Arrestation des leaders du GCAP : des opposants dénoncent une menace pour l’État de droit
Des partis de l’opposition tchadienne condamnent la dissolution du GCAP par la Cour Suprême
Dans un communiqué conjoint daté du 25 avril 2026, plusieurs leaders de l’opposition au Tchad ont vivement critiqué la récente décision de la Cour Suprême de dissoudre le Groupe de Concertation des Acteurs Politiques (GCAP). Ils dénoncent également les arrestations consécutives, qu’ils jugent arbitraires et manipulatrices, visant à marginaliser l’opposition du paysage politique.
Un acte perçu comme répressif
Les dirigeants de l’opposition soulignent que le GCAP représente un espace de dialogue républicain et pacifique, formé par des partis légalement reconnus. L’organisation se prépare activement pour une marche pacifique prévue le 2 mai prochain. Selon eux, les arrestations de leurs membres suite à cette annonce sont non justifiées et répressives.
Ils soulignent que la détention de responsables politiques sans mandat et sans infraction révélée constitue une violation des droits fondamentaux et une stratégie d’intimidation systématique de la part des autorités.
Contexte législatif et judiciaire
Les signataires du communiqué expriment leur inquiétude face à la manière dont la décision de la Cour Suprême a été annoncée, non par l’institution elle-même, mais via un communiqué du ministère de la Sécurité Publique, ce qu’ils considèrent comme une immixtion de l’exécutif dans le judiciaire.
Ils contestent également la légitimité de prononcer la nullité du GCAP sans débat contradictoire préalable, ni notification aux intéressés, ce qui, à leur avis, viole le droit à un procès équitable et les libertés d’association garanties par la Constitution tchadienne.
Exigences et appels à la communauté internationale
Face à ces événements, les partis de l’opposition demandent la publication complète de l’arrêté judiciaire et un respect scrupuleux des procédures légales. Ils exigent la libération immédiate des leaders arrêtés et l’arrêt des ingérences politiques dans le système judiciaire.

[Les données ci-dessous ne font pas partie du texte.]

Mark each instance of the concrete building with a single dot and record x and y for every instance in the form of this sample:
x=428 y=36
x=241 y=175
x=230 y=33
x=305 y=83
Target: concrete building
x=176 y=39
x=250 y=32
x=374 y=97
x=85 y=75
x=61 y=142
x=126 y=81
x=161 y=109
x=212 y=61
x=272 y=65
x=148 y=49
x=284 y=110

Les dirigeants lancent un appel à la sérénité et à la vigilance auprès de leurs militants, tout en exhortant la communauté internationale, notamment l’Union Africaine et la CEEAC, à prendre acte de ce qu’ils qualifient de dérive autoritaire menaçant l’État de droit et la démocratie au Tchad.
En conclusion, la tension politique au Tchad s’intensifie autour de cette décision controversée, mettant en lumière les défis persistants liés à la gouvernance et aux libertés politiques dans le pays.